ICEBOUND By Dean Koontz

Emil Zhukov pressed a few keys on the command-pad console. He looked up at the computer screen to his right. “It checks. Taking into account the southward current and our forward speed, we should be entirely out from under. This time the berg’s really gone.”

“Clear water,” the technician repeated.

Gorov glanced at his watch: 10:02. Less than two hours remaining until the sixty explosive charges would shatter the iceberg. In that length of time, the crew of the Pogodin could not possibly mount a conventional rescue attempt with any hope of success. The unorthodox scheme that the captain had in mind might seem to some to border on outright lunacy, but it had the advantage of being a plan that could work within the limited time they had left.

Zhukov cleared his throat.

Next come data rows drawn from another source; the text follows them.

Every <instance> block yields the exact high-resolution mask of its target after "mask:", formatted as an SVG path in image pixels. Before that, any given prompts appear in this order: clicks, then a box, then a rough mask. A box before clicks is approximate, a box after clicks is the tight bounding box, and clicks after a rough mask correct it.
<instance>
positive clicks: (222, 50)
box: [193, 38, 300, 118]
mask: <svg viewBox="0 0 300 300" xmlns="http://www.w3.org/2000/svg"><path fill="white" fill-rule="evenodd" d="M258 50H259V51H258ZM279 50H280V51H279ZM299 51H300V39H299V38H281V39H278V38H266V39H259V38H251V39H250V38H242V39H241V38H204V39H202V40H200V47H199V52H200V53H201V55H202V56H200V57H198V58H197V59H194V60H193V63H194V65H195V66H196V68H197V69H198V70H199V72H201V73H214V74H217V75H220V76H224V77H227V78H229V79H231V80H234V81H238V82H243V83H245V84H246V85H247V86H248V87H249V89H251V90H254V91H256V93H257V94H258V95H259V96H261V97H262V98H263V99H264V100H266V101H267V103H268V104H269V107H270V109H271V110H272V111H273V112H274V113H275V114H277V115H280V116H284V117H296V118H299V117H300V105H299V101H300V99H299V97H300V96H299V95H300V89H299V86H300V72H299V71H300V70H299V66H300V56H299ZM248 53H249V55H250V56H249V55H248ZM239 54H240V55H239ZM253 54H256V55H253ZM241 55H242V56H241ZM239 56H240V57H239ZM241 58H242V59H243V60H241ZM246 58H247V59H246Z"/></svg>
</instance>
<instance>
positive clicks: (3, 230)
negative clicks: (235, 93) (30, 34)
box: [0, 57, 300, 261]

No doubt with a vivid mental image of that sweating bulkhead in the torpedo room, the first officer was waiting for orders to take the boat up to a less dangerous depth.

Pulling down the steel-spring microphone, Gorov said, “Captain to torpedo room. How’s it look there?”

From the overhead speaker: “Still sweating, sir. It’s not any better, but it’s not any worse, either.”

“Keep watching. And stay calm.” Gorov released the microphone and returned to the command pad. “Engines at half speed. Left full rudder.”

Astonishment made Emil Zhukov’s long face appear even longer. He opened his mouth to speak, but he couldn’t make a sound. He swallowed hard. His second attempt was successful: “You mean we aren’t going up?”

“Not this minute,” Gorov said. “We’ve got to make another run under that behemoth. I want to have another look at the hole in the middle of it.”

The volume on the shortwave radio was it its maximum setting, so the Russian communications officer aboard the Pogodin could be heard over the roar of the storm beast that prowled at the entrance to the cave and above the roof of interlocking slabs of ice. Hard shatters of static and electronic squeals of interference echoed off the ice walls, rather like the enormously amplified sound of fingernails being dragged across a blackboard.

The others had joined Harry and Pete in the ice cave to hear the astounding news firsthand. They were crowded together near the back wall.

When Lieutenant Timoshenko had described the hole and the large area of dramatically scalloped ice on the bottom of their floating prison, Harry had explained the probable cause of it. The iceberg had been broken off the cap by a tsunami, and the tsunami had been generated by a seabed earthquake almost directly beneath them. In this part of the world, in association with this chain of fractures, volcanic activity was de rigueur, as witness the violent Icelandic eruptions a few decades ago. And if ocean-floor volcanic activity had been associated with the recent event, enormous quantities of lava could have been discharged into the sea, flung upward with tremendous force. Spouts of white-hot lava could have bored that hole, and the millions of gallons of boiling water that it produced could easily have sculpted the troughs and peaks that marked the bottom of the iceberg just past the hole.

Although it originated from a surfaced submarine only a fraction of a mile away, Timoshenko’s voice was peppered with static, but the transmission didn’t break up. “As Captain Gorov sees it, there are three possibilities. First, the hole in the bottom of your berg might end in solid ice above the water line. Or second, it might lead into a cavern or to the bottom of a shallow crevasse. Or third, it might even continue for another hundred feet above the sea level and open at the top of the iceberg. Does that analysis seem sound to you, Dr. Carpenter?”

“Yes,” Harry said, impressed by the captain’s reasoning. “And I think I know which of the three it is.” He told Timoshenko about the crevasse that had opened midway in the iceberg’s length when the gigantic seismic waves had passed under the edge of the winter field. “It didn’t exist when we went out to position the explosives, but there it was, waiting for us, on our way back to the temporary camp. I nearly drove straight into it, lost my snowmobile.”